Note: If you run a release with AVX-512 as minimum required instruction set on a machine without AVX-512 instruction set support, you will run into "Illegal instruction (core dumped)" error.

Note than for 1.14.0 install we have fixed a few vulnerabilities and the corrected versions can be installed using the below commands. We identified new CVE issues from curl and GCP support in the previous pypi package release, so we had to introduce a new set of fixed packages in PyPI

Available for Linux* here

 

 

 

Install the Official TensorFlow* Wheel for running on Intel CPUs via PIP
Available for Linux*

 

TensorFlow version: 2.15.0

Installation instructions:

Run the below instruction to install the wheel into an existing Python* installation. Python versions supported are 3.9, 3.10, 3.11

pip install tensorflow==2.15.0

The oneDNN CPU optimizations are enabled by default.

Please check [#Additional Info](#Additional Info) for differences between Intel® Optimization for TensorFlow* and official TensorFlow*.

 

2. Docker Images

Get Intel® Optimization for TensorFlow* Docker Images

 

Google DL Containers

 

Starting version 1.14, Google released DL containers for TensorFlow on CPU optimized with oneDNN by default. The TensorFlow v1.x CPU container names are in the format "tf-cpu.", TensorFlow v2.x CPU container names are in the format "tf2-cpu." and support Python3. Below are sample commands to download the docker image locally and launch the container for TensorFlow 1.15 or TensorFlow 2.13. Please use one of the following commands at one time.

# TensorFlow 1.15

docker run -d -p 8080:8080 -v /home:/home gcr.io/deeplearning-platform-release/tf-cpu.1-15

# TensorFlow 2.13

docker run -d -p 8080:8080 -v /home:/home gcr.io/deeplearning-platform-release/tf2-cpu.2-13.py310

This command will start the TensorFlow 1.15 or TensorFlow 2.13 with oneDNN enabled in detached mode, bind the running Jupyter server to port 8080 on the local machine, and mount local /home directory to /home in the container. The running JupyterLab instance can be accessed at localhost:8080.

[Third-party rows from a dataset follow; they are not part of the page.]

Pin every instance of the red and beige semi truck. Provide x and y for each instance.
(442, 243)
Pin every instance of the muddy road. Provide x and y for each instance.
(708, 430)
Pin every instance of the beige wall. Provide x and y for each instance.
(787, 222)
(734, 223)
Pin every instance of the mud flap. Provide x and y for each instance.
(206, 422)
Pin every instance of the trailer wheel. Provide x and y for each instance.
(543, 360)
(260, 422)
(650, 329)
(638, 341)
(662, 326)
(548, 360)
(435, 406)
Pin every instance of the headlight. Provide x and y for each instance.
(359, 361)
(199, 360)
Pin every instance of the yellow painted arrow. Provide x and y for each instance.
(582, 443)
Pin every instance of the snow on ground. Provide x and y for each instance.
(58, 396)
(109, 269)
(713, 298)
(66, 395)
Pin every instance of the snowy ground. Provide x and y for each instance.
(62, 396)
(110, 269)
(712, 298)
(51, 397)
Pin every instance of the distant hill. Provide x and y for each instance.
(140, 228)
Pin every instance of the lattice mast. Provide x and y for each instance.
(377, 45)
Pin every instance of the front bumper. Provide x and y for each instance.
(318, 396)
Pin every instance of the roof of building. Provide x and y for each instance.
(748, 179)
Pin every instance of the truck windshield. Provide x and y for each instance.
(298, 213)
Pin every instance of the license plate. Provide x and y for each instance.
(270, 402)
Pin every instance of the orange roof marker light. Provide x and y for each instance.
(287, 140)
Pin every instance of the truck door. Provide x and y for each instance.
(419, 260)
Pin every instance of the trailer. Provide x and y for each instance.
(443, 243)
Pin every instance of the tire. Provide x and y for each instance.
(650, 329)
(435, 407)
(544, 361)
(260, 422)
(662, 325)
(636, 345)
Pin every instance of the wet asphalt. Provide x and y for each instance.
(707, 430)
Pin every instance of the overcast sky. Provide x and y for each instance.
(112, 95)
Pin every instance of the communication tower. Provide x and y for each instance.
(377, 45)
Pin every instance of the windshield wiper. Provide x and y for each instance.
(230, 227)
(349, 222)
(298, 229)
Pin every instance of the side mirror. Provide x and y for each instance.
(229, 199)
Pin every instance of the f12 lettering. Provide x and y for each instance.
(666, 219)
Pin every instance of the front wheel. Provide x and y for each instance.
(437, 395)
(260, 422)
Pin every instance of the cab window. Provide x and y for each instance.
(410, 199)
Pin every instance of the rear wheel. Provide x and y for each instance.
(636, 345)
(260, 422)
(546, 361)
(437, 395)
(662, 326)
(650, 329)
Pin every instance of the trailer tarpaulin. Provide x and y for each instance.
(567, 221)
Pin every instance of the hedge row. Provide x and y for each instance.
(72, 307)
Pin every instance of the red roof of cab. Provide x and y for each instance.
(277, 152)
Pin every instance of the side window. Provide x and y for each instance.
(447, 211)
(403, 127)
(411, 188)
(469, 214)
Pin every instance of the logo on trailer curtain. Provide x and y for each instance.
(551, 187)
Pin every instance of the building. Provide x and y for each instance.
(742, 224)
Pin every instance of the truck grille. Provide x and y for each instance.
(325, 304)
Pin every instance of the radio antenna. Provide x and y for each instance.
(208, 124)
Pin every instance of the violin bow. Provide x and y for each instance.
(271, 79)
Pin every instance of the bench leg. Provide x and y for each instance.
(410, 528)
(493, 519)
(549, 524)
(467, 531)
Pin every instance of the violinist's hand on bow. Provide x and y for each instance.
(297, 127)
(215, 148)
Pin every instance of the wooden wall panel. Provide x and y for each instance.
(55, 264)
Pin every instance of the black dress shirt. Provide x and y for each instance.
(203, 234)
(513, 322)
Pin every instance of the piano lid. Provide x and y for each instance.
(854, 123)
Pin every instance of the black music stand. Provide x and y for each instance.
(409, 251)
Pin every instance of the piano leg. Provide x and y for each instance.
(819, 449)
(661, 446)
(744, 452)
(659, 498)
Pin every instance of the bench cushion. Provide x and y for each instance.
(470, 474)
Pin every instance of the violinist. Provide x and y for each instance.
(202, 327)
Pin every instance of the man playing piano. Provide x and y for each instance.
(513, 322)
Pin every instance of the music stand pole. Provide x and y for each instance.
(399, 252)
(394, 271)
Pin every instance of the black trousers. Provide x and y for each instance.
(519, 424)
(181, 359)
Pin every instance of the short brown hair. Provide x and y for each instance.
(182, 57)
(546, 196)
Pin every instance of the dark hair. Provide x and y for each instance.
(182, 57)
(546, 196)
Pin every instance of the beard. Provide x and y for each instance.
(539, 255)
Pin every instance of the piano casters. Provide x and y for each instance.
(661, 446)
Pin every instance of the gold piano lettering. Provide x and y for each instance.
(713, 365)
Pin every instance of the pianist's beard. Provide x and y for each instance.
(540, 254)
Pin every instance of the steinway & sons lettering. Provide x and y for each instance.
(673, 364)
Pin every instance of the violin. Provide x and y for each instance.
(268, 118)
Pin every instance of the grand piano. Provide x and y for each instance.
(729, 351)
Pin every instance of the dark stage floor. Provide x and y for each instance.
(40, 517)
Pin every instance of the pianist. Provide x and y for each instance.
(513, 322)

To launch an interactive bash instance of the docker container, run one of the below commands.

# TensorFlow 1.15

docker run -v /home:/home -it gcr.io/deeplearning-platform-release/tf-cpu.1-15&nbsp;bash

# TensorFlow 2.13

docker run -v /home:/home -it gcr.io/deeplearning-platform-release/tf2-cpu.2-13.py310 bash

Available Container Configurations

You can find all supported docker tags/configurations here.

 

 

 

Intel Containers at docker.com

 

Tensorflow Version: 2.14.0

These docker images are all published at http://hub.docker.com in intel/intel-optimized-tensorflow and intel/intel-optimized-tensorflow-avx512 namespaces and can be pulled with the following command:

# intel-optimized-tensorflow

docker pull intel/intel-optimized-tensorflow

# intel-optimized-tensorflow-avx512

docker pull intel/intel-optimized-tensorflow-avx512:latest

For example, to run the data science container directly, simply

# intel-optimized-tensorflow

docker run -it -p 8888:8888 intel/intel-optimized-tensorflow

# intel-optimized-tensorflow-avx512

docker run -it -p 8888:8888 intel/intel-optimized-tensorflow-avx512:latest

And then go to your browser on http://localhost:8888/

For those who want to navigate through the browser, follow the links:

Available Container Configurations

You can find all supported docker tags/configurations for intel-optimized-tensorflow and intel-optimized-tensorflow-avx512.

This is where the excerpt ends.